Judge Jennifer Elliott, Department L
Prior to being elected to the family court in 2002, Judge Elliott was a licensed marriage and family therapist In Nevada. She graduated from UNLV in 1998 with a Master’s of Science in Counseling. She served as an arbitrator and as a supreme court settlement judge. She Elliott is best suited for complicated custody issues.
Judge William Potter, Department M
Judge Potter has been criticized for a casual and sometimes inconsistent judicial demeanor. Judge Potter, however, is underrated as a judge and usually makes the right decision.
Judge Matthew P. Harter, Department N
Judge Harter has served on the family court since January of 2009. Prior to being in private practice from 1995-2008, Judge Harter was the law clerk for family court Judge Gerald W. Hardcastle.
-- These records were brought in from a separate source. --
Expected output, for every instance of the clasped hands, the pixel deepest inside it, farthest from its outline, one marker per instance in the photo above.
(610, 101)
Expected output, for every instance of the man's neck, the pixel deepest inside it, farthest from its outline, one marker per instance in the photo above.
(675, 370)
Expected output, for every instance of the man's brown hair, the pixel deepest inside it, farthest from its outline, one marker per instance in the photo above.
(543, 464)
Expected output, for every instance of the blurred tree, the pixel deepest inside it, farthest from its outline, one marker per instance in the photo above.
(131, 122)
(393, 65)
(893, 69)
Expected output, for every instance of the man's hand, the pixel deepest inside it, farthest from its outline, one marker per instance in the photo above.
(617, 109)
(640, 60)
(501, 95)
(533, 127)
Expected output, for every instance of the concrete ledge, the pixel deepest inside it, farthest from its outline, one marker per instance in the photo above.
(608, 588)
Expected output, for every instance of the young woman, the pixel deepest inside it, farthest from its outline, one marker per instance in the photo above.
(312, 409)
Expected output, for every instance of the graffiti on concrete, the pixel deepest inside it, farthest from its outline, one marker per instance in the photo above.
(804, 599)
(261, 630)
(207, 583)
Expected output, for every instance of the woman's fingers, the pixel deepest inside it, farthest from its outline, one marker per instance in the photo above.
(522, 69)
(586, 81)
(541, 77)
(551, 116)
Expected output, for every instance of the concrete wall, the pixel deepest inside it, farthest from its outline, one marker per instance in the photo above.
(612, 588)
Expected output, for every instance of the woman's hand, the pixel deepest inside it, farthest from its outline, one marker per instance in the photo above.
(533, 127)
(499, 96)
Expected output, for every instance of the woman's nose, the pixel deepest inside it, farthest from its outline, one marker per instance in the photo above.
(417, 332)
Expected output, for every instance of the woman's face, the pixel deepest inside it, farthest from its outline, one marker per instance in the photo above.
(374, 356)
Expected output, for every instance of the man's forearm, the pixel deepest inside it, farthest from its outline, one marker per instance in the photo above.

Judge Harter graudat3ed from UNLV in 1988 with a BA in Business Administration.
Judge Harter is one of the newer family court judges. For a new judge, however, he is decisive. For better or worse, this is preferable to many new judges who lack the confidence to make actual orders. Judge Harter doesn’t always get it right in our opinion, but he is prepared and is not afraid to make real decisions.
Judge Sandra Pomrenze, Department P
Judge Pomrenze’s retention score has decreased from 63% in 2006 to 54% in 2012. Some of this may be attributed to some controversial decision, but much may also be attributed to her demeanor and enforcement of the rules. Judge Pomrenze’s high peremption rate is likely more due to her demeanor than her decisions.
Judge Bryce C. Duckworth, Department Q
Judge Duckworth is one of the newer judges, but was respected as a family law attorney and is highly regarded as a judge. In the last judicial survey he had a 94% retention score. Judge Duckworth is an excellent judge for any complex family law case and has an excellent demeanor.
Judge Bill Henderson, Department R
Judge Henderson has surprised many lawyers and has turned out to be a good judge. He is prepared, has a good demeanor and is not afraid to make difficult decisions.
Judge Vincent Ochoa, Department S
Judge Ochoa is one of the newest judges and it is still too early to provide a reasonable assessment of his performance.
Judge Gayle Nathan, Department T
Judge Nathan is also one of the newest judges and it is also too early to provide a reasonable assessment of her performance. For reasons not complete clear, however, Judge Nathan’s peremption rate from January through April is significant higher than any other judge.